What is the optimal algorithm for creating an unbiased random integer within a range?

In this StackOverflow question:

Creating a random integer from a range

the accepted answer offers the following formula for generating a random integer between given min and max , with min and max included in the range:

 output = min + (rand() % (int)(max - min + 1)) 

But it also says that

It is still slightly biased towards lower numbers ... It is also possible to extend it so that it removes the bias.

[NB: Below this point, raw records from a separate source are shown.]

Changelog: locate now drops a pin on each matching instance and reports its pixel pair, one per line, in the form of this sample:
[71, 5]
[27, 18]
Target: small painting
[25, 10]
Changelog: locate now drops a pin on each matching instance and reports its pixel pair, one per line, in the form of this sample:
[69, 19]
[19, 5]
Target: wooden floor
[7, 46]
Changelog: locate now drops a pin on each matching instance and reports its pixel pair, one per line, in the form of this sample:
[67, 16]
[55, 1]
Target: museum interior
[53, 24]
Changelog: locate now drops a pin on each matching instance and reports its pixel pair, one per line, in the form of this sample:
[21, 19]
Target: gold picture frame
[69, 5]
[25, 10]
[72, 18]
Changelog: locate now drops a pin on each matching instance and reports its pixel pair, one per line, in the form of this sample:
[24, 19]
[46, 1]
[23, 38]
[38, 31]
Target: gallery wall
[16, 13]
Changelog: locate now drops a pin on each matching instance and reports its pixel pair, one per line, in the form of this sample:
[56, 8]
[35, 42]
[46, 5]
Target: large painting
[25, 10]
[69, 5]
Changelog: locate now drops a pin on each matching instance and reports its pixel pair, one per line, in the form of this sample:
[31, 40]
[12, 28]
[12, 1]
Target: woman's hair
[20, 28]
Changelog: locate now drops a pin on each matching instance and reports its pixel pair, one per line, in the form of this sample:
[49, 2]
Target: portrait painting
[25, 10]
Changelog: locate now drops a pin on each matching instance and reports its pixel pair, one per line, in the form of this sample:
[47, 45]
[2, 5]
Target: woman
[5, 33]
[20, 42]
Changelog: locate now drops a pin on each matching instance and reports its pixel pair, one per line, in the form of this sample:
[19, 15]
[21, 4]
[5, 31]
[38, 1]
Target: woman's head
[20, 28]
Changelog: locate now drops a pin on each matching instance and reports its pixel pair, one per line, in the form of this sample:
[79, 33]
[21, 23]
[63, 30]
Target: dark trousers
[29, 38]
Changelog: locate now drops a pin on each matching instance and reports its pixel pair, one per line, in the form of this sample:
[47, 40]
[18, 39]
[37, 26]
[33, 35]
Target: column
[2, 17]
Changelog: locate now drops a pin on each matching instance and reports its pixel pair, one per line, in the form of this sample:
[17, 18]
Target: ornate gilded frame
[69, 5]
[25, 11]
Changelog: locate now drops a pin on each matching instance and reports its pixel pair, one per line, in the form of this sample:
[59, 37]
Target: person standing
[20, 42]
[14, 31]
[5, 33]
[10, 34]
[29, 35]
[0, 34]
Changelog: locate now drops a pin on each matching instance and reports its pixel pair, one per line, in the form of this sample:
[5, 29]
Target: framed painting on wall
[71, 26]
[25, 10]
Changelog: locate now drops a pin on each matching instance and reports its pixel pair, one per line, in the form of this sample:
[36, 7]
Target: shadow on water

But this does not explain why it is biased towards lower numbers or how to eliminate bias. So, the question arises: is this the most optimal approach to generating a random integer within the (signed) range, without relying on any fantasy, just the rand() function, and if it is optimal, how to remove the offset

EDIT:

I just tested the while -loop algorithm suggested by @Joey against floating point extrapolation:

 static const double s_invRandMax = 1.0/((double)RAND_MAX + 1.0); return min + (int)(((double)(max + 1 - min))*rand()*s_invRandMax); 

to see how evenly "balls" "fall" and are distributed between several "buckets", one test for extrapolating from a floating point and another for the while -loop algorithm. But the results were different depending on the number of “balls” (and “buckets”), so I could not easily choose a winner. Working code can be found on this Ideone page . For example, with 10 buckets and 100 balls, the maximum deviation from the ideal probability among the buckets is less for floating point extrapolation than for the while -loop algorithm (0.04 and 0.05, respectively), but with 1000 balls the maximum deviation while -loop algorithm is less (0.024 and 0.011), and with 10000 balls, floating point extrapolation improves again (0.0034 and 0.0053), etc. without significant consistency. Thinking about the possibility that none of the algorithms will consistently create a homogeneous distribution better than that of the other algorithm makes me tend to extrapolate with a floating point, because it works faster than the while -loop algorithm. So is it good to choose a floating point extrapolation algorithm or are my tests / conclusions not entirely correct?

+11
c ++ c random uniform
Aug 01 '12 at 12:05
source share
4 answers

The problem arises when the number of outputs of the random number generator (RAND_MAX + 1) is not evenly divided by the desired range (max-min + 1). Since there will be a sequential mapping from a random number to an output, some outputs will be displayed in more random numbers than others. This is regardless of how the comparison is performed - you can use the module, division, conversion to a floating point, no matter what kind of voodoo you can come up with, the main problem remains.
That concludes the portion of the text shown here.